Syrian dictator Bashar Assad’s reportedly launched a bombing campaign that deliberately targeted seven hospitals and killed over a hundred people, including at least 20 children, outside of Damascus on Monday and Tuesday.
“We are standing before the massacre of the 21st century. If the massacre of the 1990s was Srebrenica, and the massacres of the 1980s were Halabja and Sabra and Shatila, then eastern Ghouta is the massacre of this century right now,” said a doctor in the Eastern Ghouta suburb of Damascus quoted by the UK Guardian.
The doctor went on to describe saving a child who was suffocating from all of the bombing debris he had inhaled, saying, “A wounded child breathing with lungs of sand. You get a child, a year old, that they saved from the rubble and is breathing sand, and you don’t know who he is.“
“All these humanitarian and rights organizations, all that is nonsense. So is terrorism. What is a greater terrorism than killing civilians with all sorts of weapons? Is this a war? It’s not a war. It’s called a massacre,” the doctor argued.
On Tuesday, UNICEF issued a blank statement on Assad’s campaign in Eastern Ghouta—a statement that consisted of ten empty lines surrounded by quotation marks.
“No words will do justice to the children killed, their mothers, their fathers and their loved ones,” the U.N. children’s fund explained. “UNICEF is issuing this blank statement. We no longer have the words to describe children’s suffering and our outrage. Do those inflicting the suffering still have words to justify their barbaric acts?”
“I am deeply alarmed by the extreme escalation in hostilities in east Ghouta,” U.N. humanitarian coordinator Panos Moumtzis said in a statement on Tuesday.
“The humanitarian situation of civilians in east Ghouta is spiraling out of control,” Moumtzis warned. “We continue to call for unconditional, unimpeded and sustained access to close to 3 million people in besieged and hard-to-reach locations across Syria, including east Ghouta, and urge all parties to the conflict to strictly adhere to their obligations under international humanitarian law to take all feasible measures to protect civilians from harm.”
According to the London-based Syrian Observatory for Human Rights, Monday was the deadliest day for Eastern Ghouta in three years, as the neighborhood was subjected to artillery shelling, airstrikes, and Assad’s famously indiscriminate “barrel bombs.” The estimate of deaths over the past three months now exceeds 700.
The UK Daily Mail published photographs of dead children wrapped in bloody sheets and piled up in a makeshift morgue. Video footage taken after the attacks shows paramedics and civilians frantically digging through the debris after nightfall on Monday in search of survivors.
As the Daily Mail observes, there most definitely are armed rebels mixed in with the civilian population, and they retaliated for the government attacks by shelling Damascus on Tuesday. Syrian state media reported one death and six injuries from the rebel strikes. As one Damascus resident put it, “Shells are falling like rain.”

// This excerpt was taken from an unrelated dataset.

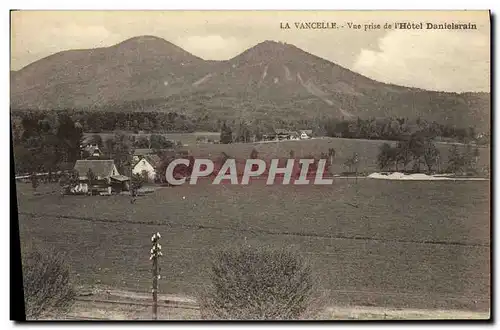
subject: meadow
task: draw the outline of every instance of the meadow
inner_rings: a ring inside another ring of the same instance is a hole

NBC News reports that many of the estimated 400,000 people living in Eastern Ghouta have moved underground to find safety from the airstrikes and artillery barrages. This may provide a measure of shelter from the bombs, but it leaves the civilians unable to access supplies or medical resources.
One survivor quoted by NBC News claimed that Russian aircraft are participating in the bombing campaign along with Syrian government planes and helicopters.
Hundreds of injured civilians, including women and children, have poured into what medical facilities are still available. AFP reports a heartbreaking exchange between a grieving father and paramedics:
Farah was killed in the town of Masraba and her body brought to Douma by paramedics, who have been completely overwhelmed since the regime intensified its strikes two weeks ago.
“I have five other children I know nothing about, all five of them and their mother,” he sobbed, resting his hand on the black shroud his daughter was wrapped in.
“Is there a fridge to put her in?”, he asked.
A volunteer for the civil defense, an organization known as the White Helmets, awkwardly looked for something to tell the bereaved father and eventually said, “May God reward you.”
Many observers believe the Assad regime is preparing for a major ground offensive to eliminate the rebel presence in Eastern Ghouta. The Syrian opposition claims it has been negotiating with the Russians to de-escalate the situation, but instead, things are getting “more complicated and more catastrophic without any response until this moment from the international community,” as one representative put it.